Mr. Butler, who grew up in Detroit, learned to skate there in the 1940s and started out at the Arcadia Roller Rink on Woodward Avenue. Black skaters were only allowed to be in Arcadia one night a week, and on those evenings the rink hired a DJ instead of a traditional organist to play soul and R&B.

“We used to call it Roller Rocking,” Butler told Rolling Stone in 1979. “They just changed the names. Black people have been jamming on ice skates for as long as I can remember. But the terms don’t matter – it’s the skating. It’s the way you move your body. “

In Arcadia, 10-year-old Bill noticed a skater named Archie move his body and stun the crowd by sliding backwards with his hair combed back and his boots untied.

“It ran clockwise while the rest of us ran counter-clockwise and that was driving me crazy,” said Mr. Butler.

After that, Mr. Butler used the money he had earned to deliver groceries to buy his own ice skates for what was then a whopping $ 23. But he wasn’t ready to skate, he said, until he could command the rink like Archie. So he practiced in his family’s basement, sliding into the hot water kettle and coal canister to perfect his step.

Nobody knew he was skating, he said; He was a loner – he took the bus to and from the ice rink by himself. Even after joining the Air Force and traveling, he slipped away from the base alone to check out the local ice rinks.

When he moved to Brooklyn in 1957, he brought with him his music and a variety of moves that he had taken from skating everywhere. Soon, he said, he was spending most of his nights at the Empire, where he began giving classes to those interested in his style.

He called himself Jamma, a term he had borrowed from both jazz and roller derby. (In roller derby, it refers to the team member trying to pull in front of the pack and ideally lap the group.) Jammas, Mr. Butler said, build their movements by focusing on the fulcrum points of the skate. By rooting their movements in different parts of the inside or outside edge of the shoe, skaters can properly grip the ground and push it off with intent and force.

“If you have the technique, the improvisational part won’t break a sweat,” he said. “You have the sophistication to be an improviser – a person who can skate syncopated rhythm.”

He taught this to generations of skaters and brought it to the cinema. He has worked as a skating director on films such as “The Warriors” (1979), “Xanadu” (1980) and later “Roll Bounce” (2005) that helped bring the funky, colorful world of skating into the mainstream of pop culture bring.
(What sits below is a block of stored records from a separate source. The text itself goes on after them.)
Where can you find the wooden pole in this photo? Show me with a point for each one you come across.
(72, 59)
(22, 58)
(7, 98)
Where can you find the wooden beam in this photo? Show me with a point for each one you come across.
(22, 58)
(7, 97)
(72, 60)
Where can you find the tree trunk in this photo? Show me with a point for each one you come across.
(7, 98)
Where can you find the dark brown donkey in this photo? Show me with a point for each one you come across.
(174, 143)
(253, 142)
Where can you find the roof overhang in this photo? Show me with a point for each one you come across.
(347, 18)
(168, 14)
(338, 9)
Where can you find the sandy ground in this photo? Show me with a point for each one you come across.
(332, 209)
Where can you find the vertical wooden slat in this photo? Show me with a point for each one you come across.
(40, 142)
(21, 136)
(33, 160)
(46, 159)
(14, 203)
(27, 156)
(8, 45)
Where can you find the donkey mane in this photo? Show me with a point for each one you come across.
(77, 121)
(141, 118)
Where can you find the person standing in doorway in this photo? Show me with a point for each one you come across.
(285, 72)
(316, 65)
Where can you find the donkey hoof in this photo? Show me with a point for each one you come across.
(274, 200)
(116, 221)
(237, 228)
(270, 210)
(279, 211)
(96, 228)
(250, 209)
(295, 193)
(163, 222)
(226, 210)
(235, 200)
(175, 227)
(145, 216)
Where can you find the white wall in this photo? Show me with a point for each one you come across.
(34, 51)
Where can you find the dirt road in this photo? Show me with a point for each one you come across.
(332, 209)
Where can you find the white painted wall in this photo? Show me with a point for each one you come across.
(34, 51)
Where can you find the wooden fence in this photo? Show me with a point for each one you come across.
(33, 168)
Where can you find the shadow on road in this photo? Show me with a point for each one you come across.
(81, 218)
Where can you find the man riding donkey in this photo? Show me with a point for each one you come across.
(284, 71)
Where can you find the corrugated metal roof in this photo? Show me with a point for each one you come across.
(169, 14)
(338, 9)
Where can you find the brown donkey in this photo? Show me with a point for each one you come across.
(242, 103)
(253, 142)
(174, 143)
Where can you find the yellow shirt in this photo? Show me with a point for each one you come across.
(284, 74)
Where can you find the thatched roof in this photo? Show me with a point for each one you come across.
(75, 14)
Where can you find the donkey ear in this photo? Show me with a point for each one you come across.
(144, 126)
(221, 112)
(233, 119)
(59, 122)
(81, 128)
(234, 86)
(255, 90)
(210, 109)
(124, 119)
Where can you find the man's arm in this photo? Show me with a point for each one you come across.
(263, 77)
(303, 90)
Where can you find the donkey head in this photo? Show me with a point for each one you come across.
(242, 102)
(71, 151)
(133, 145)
Mr. Butler also opened an ice skating school on Long Island, where he lived. He was recruiting new students in the late 1970s and commuting to Brooklyn regularly to continue teaching at Empire.
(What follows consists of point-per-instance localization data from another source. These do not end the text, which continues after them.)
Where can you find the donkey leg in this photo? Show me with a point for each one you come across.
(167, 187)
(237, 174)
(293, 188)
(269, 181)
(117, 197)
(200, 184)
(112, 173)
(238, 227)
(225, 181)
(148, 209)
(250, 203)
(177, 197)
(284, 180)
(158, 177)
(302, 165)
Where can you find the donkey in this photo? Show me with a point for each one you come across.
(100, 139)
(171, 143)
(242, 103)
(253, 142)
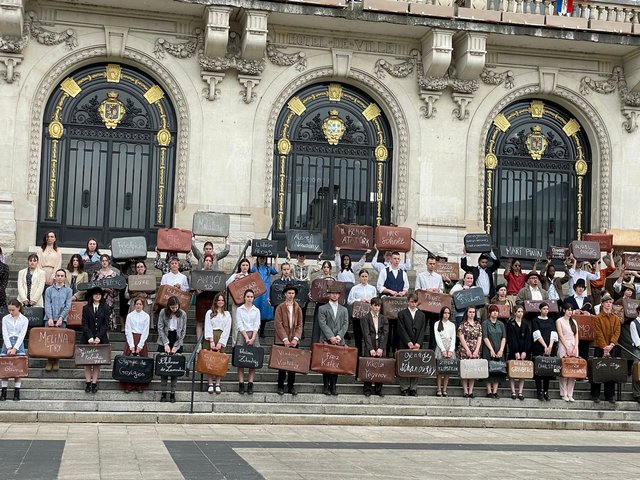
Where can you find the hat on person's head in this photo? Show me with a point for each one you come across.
(288, 287)
(580, 283)
(533, 273)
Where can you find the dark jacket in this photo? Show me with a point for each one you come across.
(369, 333)
(410, 330)
(95, 324)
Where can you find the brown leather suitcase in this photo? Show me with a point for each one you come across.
(433, 302)
(396, 239)
(290, 359)
(212, 363)
(74, 320)
(391, 306)
(167, 291)
(377, 370)
(51, 342)
(252, 281)
(16, 366)
(520, 369)
(573, 367)
(586, 327)
(333, 359)
(174, 240)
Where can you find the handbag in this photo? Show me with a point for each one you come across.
(212, 363)
(448, 366)
(497, 367)
(167, 365)
(333, 359)
(547, 366)
(247, 356)
(573, 367)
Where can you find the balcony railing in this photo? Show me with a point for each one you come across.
(613, 17)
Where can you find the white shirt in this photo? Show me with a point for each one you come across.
(428, 280)
(14, 327)
(383, 278)
(218, 322)
(574, 275)
(347, 275)
(173, 278)
(483, 281)
(248, 320)
(137, 322)
(361, 292)
(448, 331)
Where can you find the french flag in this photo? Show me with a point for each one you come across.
(564, 7)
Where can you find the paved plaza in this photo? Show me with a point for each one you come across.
(103, 451)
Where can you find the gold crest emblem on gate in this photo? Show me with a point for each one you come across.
(536, 142)
(111, 110)
(333, 127)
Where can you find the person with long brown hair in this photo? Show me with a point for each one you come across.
(567, 329)
(217, 327)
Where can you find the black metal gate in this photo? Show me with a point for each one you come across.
(332, 162)
(538, 176)
(108, 157)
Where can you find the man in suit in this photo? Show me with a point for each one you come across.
(483, 273)
(411, 327)
(375, 328)
(288, 325)
(333, 320)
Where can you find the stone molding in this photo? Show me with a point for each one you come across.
(83, 56)
(401, 141)
(603, 144)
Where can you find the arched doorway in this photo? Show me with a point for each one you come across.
(538, 176)
(332, 164)
(108, 157)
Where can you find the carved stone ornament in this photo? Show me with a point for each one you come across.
(11, 48)
(629, 100)
(490, 77)
(282, 59)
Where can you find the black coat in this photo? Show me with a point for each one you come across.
(410, 329)
(95, 324)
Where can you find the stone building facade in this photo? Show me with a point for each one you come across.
(120, 117)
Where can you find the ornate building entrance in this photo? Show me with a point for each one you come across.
(107, 157)
(538, 176)
(332, 158)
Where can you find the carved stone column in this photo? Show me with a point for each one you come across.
(254, 34)
(216, 35)
(436, 52)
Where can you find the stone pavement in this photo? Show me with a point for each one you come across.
(96, 451)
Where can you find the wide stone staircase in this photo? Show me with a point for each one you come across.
(60, 397)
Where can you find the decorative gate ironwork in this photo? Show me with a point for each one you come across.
(332, 162)
(538, 176)
(108, 157)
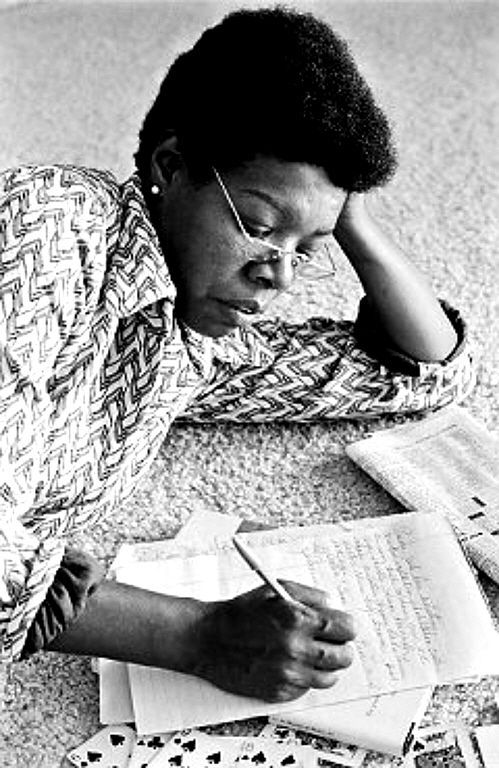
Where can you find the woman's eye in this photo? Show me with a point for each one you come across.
(257, 230)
One of his former students, Denise Speetzen, was 11 years old when she started training with Mr. Butler in the 1980s. As she got older and met skaters from all over the world, she discovered a common thread.
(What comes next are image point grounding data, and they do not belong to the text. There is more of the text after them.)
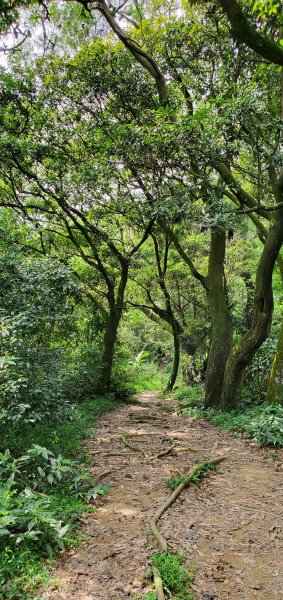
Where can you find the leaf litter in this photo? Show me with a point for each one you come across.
(230, 528)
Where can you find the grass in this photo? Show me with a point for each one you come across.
(176, 577)
(24, 572)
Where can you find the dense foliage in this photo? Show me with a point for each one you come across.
(141, 191)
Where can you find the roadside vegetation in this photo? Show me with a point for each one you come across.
(141, 208)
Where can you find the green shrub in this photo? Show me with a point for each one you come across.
(262, 423)
(176, 577)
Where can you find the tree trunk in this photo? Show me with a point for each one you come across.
(275, 386)
(262, 317)
(176, 360)
(221, 320)
(109, 341)
(111, 329)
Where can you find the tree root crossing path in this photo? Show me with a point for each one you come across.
(230, 527)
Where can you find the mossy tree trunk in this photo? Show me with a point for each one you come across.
(221, 320)
(176, 358)
(116, 305)
(241, 357)
(275, 386)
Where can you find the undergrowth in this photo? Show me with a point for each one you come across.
(176, 577)
(203, 471)
(263, 423)
(44, 488)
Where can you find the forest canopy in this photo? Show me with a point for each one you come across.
(141, 232)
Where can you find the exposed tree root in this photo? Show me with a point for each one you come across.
(163, 453)
(161, 510)
(101, 475)
(158, 584)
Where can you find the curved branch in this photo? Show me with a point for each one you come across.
(244, 32)
(140, 55)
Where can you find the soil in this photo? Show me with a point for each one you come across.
(230, 528)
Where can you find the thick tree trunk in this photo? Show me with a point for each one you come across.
(262, 317)
(275, 386)
(116, 306)
(109, 341)
(221, 320)
(176, 360)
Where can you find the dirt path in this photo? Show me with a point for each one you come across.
(230, 528)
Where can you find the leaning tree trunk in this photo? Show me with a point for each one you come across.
(241, 357)
(111, 330)
(109, 341)
(176, 360)
(221, 320)
(275, 385)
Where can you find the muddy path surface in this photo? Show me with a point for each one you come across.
(230, 528)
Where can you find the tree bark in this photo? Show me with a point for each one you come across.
(176, 360)
(275, 386)
(221, 320)
(262, 317)
(116, 306)
(109, 341)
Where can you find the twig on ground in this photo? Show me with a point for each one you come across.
(161, 510)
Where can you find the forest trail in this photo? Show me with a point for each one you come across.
(230, 527)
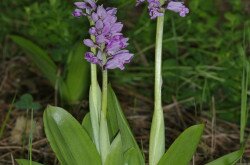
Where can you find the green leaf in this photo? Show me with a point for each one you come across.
(127, 136)
(26, 162)
(68, 139)
(184, 147)
(115, 155)
(229, 159)
(39, 57)
(131, 157)
(86, 123)
(26, 102)
(77, 77)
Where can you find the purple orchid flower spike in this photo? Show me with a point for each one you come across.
(178, 7)
(109, 40)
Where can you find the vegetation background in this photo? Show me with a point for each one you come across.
(203, 63)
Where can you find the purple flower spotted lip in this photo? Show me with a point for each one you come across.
(109, 40)
(155, 8)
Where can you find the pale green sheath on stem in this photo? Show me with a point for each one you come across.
(157, 133)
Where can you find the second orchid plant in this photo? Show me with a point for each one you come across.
(104, 137)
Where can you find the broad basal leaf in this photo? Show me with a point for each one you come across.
(183, 148)
(120, 122)
(70, 142)
(115, 155)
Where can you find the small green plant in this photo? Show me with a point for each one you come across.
(71, 83)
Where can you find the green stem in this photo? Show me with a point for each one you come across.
(104, 91)
(31, 137)
(104, 134)
(95, 111)
(157, 133)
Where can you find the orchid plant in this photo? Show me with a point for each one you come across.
(104, 136)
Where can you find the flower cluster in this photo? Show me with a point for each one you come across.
(108, 38)
(156, 9)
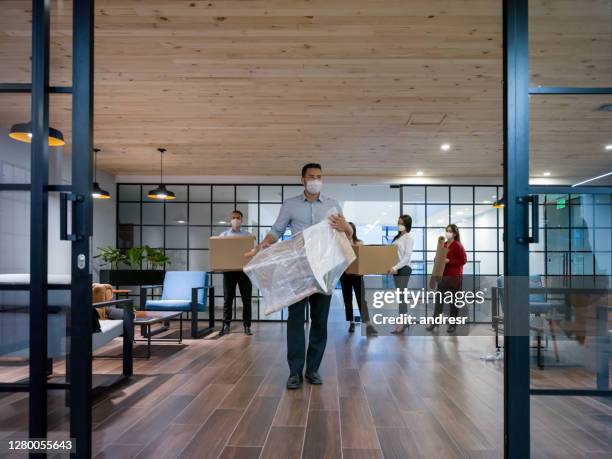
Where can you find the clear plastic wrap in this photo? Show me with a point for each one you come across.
(291, 270)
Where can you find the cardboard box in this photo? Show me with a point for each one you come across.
(373, 259)
(228, 253)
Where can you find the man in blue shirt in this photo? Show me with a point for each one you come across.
(233, 278)
(298, 213)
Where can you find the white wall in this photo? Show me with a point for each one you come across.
(15, 209)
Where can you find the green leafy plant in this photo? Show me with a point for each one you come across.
(156, 258)
(112, 257)
(136, 256)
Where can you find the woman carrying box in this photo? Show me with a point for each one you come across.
(354, 282)
(402, 270)
(453, 274)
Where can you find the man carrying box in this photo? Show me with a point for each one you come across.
(299, 213)
(231, 278)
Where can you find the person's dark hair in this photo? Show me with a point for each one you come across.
(407, 222)
(310, 166)
(354, 237)
(455, 230)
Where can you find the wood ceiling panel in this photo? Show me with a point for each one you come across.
(259, 87)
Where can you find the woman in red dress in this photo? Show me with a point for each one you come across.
(453, 274)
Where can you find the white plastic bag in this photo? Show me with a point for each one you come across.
(291, 270)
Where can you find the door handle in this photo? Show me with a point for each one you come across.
(64, 199)
(534, 236)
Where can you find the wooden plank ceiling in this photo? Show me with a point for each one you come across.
(366, 87)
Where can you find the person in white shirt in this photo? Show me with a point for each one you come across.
(233, 278)
(402, 270)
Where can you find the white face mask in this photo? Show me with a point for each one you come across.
(314, 186)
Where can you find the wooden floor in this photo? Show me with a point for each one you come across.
(392, 397)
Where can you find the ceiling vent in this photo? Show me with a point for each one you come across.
(426, 119)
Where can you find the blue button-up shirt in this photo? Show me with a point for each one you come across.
(298, 213)
(231, 233)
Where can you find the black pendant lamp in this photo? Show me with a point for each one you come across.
(161, 192)
(97, 192)
(22, 132)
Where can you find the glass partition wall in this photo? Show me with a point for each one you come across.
(182, 227)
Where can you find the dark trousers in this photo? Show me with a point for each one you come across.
(447, 284)
(401, 282)
(230, 280)
(296, 336)
(350, 283)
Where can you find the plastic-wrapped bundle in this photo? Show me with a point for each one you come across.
(291, 270)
“They said, ‘Oh, we always drove this way because this is the kind of music we liked, so we have this other kind of influence or boast,” she said, “but when you talk to them longer and longer and tracing who taught each person is like a family tree. “

“After all, you can trace it all back,” she continued, “and it will come back to Bill.”

Mr. Clayton, who traveled the world as a guest DJ to ice rinks, also recognized Mr. Butler’s signatures. “All of that came from Detroit,” Clayton said, referring to popular moves like skate pulls and tension drops, “but he refined it and made it better.”

In 2003, Mr. Butler moved to Atlanta where he continued to teach at local ice rinks. After 77 years of perfecting his moves on ice rinks around the world, the pandemic has forced him to hang up his skates for the time being. He says he plans to go back to skating and teaching as soon as it’s safe.

And his ideas about skating haven’t changed.

“Space plus beat correspond to what we do with our bodies and feet,” he said. “That’s where I come from.”